The question is whether The Blonde & Pink Albums will change anyone’s mind about the capability of drag queens as musical artists. Clearly, the tides are turning for her; her singles have received more positive press coverage than ever before, and even Rolling Stone declared “This Town” a “Song You Need To Know.”

It might not be likely this time around — among the gay men who freaked out when they heard I was interviewing Trixie about her music, most hadn’t heard anything about the records at all — but to her, none of that matters much. “Once you make it and release it, your job is done. You’re an empty nester, you know? Your child went to college.”

That being said, even Trixie seems to be aware of the assumption people have about what drag queens tend to release as music and how it might hurt her ability to be taken seriously as a songwriter.

“Joni Mitchell wanted to be a painter, and then she started doing folk music, and that blew up,” she says. “She reached a point where she was annoyed because she was booked, and she’s like, ‘I wanna be a painter. Why are you guys trying to make me do like music on television? Why are you trying to make me be a folk singer?’ And they’re like, ‘Because you’re good at it,’ and she’s like, ‘Yeah, but that’s not what I wanted.’

“I don’t feel like that about drag, at all, but I can’t say that I feel like a musician first anymore. I can say that I feel as naturally a musician as ever, but I wouldn’t say that I feel primarily like a musician.”

The notion of a world-conquering performer feeling held back by such a behemoth raises an interesting question: would Brian the songwriter ever release music outside the scope of Trixie Mattel? Who’s to say?

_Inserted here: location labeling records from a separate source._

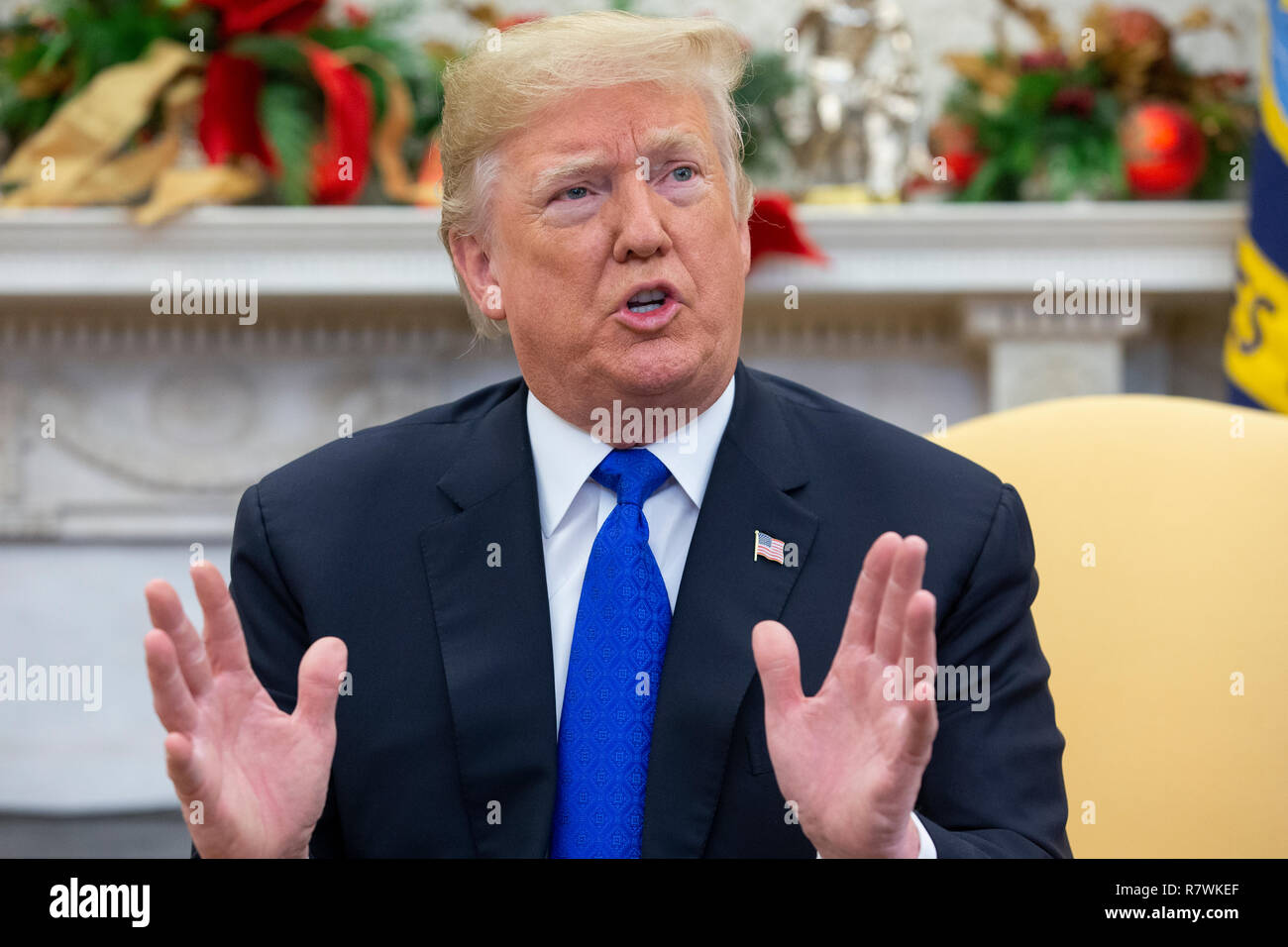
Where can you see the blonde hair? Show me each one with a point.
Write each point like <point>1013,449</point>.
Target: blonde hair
<point>505,78</point>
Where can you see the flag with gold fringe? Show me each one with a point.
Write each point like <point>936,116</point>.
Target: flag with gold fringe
<point>1256,343</point>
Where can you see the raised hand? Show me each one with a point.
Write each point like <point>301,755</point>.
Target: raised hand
<point>849,757</point>
<point>259,775</point>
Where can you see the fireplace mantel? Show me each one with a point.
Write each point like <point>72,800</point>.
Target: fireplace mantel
<point>941,249</point>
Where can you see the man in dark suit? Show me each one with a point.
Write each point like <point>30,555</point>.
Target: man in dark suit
<point>558,634</point>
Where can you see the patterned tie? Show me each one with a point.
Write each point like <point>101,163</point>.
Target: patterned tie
<point>617,647</point>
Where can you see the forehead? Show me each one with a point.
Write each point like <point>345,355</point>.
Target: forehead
<point>610,124</point>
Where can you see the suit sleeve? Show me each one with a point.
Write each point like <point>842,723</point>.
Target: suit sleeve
<point>995,785</point>
<point>275,635</point>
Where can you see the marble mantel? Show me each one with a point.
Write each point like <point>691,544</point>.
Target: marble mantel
<point>128,436</point>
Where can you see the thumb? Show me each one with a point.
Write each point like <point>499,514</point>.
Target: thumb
<point>320,682</point>
<point>778,663</point>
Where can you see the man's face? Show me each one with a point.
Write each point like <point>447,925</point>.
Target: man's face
<point>605,192</point>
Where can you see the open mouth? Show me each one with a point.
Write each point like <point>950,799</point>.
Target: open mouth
<point>647,302</point>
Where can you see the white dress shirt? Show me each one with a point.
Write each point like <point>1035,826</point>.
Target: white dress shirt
<point>574,506</point>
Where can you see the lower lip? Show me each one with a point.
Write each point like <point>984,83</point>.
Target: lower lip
<point>649,321</point>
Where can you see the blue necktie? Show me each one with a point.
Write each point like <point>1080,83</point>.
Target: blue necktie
<point>605,728</point>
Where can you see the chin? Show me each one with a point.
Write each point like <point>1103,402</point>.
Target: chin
<point>655,368</point>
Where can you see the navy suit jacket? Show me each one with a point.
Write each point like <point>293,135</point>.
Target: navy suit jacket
<point>447,744</point>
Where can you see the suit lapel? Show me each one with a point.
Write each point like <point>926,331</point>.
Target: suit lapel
<point>493,629</point>
<point>722,594</point>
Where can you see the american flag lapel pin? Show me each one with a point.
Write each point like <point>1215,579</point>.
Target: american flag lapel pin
<point>769,548</point>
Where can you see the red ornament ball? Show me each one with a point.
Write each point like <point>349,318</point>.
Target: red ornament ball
<point>1163,151</point>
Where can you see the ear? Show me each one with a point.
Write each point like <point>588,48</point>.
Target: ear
<point>476,268</point>
<point>745,245</point>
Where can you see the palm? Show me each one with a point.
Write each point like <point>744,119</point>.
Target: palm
<point>252,779</point>
<point>850,758</point>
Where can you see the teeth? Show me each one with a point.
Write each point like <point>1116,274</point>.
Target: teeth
<point>647,296</point>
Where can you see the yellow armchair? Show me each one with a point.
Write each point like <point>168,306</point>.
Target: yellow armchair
<point>1162,553</point>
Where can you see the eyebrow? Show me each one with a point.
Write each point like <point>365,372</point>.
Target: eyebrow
<point>657,141</point>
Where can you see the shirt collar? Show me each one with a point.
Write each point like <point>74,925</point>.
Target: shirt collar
<point>566,455</point>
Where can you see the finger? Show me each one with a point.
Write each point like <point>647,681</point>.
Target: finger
<point>861,624</point>
<point>778,664</point>
<point>167,615</point>
<point>170,694</point>
<point>910,564</point>
<point>320,684</point>
<point>180,766</point>
<point>918,638</point>
<point>226,644</point>
<point>922,720</point>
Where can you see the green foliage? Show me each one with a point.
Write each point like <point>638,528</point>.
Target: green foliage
<point>765,82</point>
<point>288,115</point>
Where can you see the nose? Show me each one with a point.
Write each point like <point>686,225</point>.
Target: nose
<point>640,226</point>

Yet no matter what happens in the future, the music will never stop.

“Whether or not I put [these songs] under the Trixie label, I’d still be writing them,” she concludes. “Because of Trixie, I have the luxury of putting them out because there’s an audience that wants to hear that fourth dimension of the character. Comedy and beauty and doing improv is sort of my bread and butter, it’s kind of where my heart is, but music has been there way longer than drag. If I quit drag tomorrow, I wouldn’t keep dressing up. But if I quit releasing records, I would keep writing music.”

As our chat comes to a close, I open up my camera to say goodbye as a courtesy. I don’t expect Trixie to do the same, but she does. In the last few moments of our talk, I’m left with a fleeting image: a face caked in primer and foundation, brows in a steep trajectory, only one eye blanketed in white liner. It’s someone not wholly Trixie, not wholly Brian, but somewhere in-between.